Compositions provided herein provide taxanes in the form of compounds which are taxanes to which an acyl chain has been attached. The acyl chain enhances the taxane's lipid solubility. Thus, the taxane can be stably associated with a lipid-based carrier such as a liposome, for an extended period of time. However, the compositions provided herein may also be administered in non-liposomal carriers, such as USP/NF Polyoxyl 35 Castor Oil. The acyl chain itself has been derivatized by the attachment thereto of a hydrolysis-promoting group, which is a chemical moiety that promotes hydrolysis of the derivatized acyl chain from the parent taxane, once the taxane has been disassociated from the lipid-based carrier, so as to give the parent taxane in a therapeutically useful form.
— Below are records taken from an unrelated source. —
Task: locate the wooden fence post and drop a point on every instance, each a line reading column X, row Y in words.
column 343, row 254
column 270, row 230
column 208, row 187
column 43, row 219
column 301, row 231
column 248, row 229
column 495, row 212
The hydrolysis-promoting group may take the structure of a single enantiomer or may be administered as a mixture of (S) and (R) enantiomers. There may be a stereospecific difference in the biological and pharmacological activity attributable to the enantiomeric form. While not being limited to this explanation, it is possible that in vivo cleavage may favor one enantiomer. Thus, by providing a method to deliver the preferred enantiomeric form of the hydrolyzable hydrophobic taxane of the present invention, administeration of lower dosage than with mixed racemic forms may provide equivalent therapeutic effect. The present invention, therefore, additionally provides methods for preparing single enantiomeric forms of the hydrolyzable hydrophobic acyl chains and methods for synthesizing the hydrolyzable hydrophobic taxane having a single enantiomeric substituted fatty acid or at least enriched in a single enantiomeric form.
The compounds provided herein can be administered to animals as such, or may be formulated together with a lipid-based carrier prior to administration. Such formulations may enhance delivery of the taxane to its intended site of action in an animal and may alter the pharmacological action by delaying the release of the therapeutic agent in the animal or may delay the clearance of the therapeutic agent from the animal. These formulations may therefore allow increased time of exposure of the animal to the therapeutic agent. However, the drug compound comprising the HPG must be stable in formulations until administration.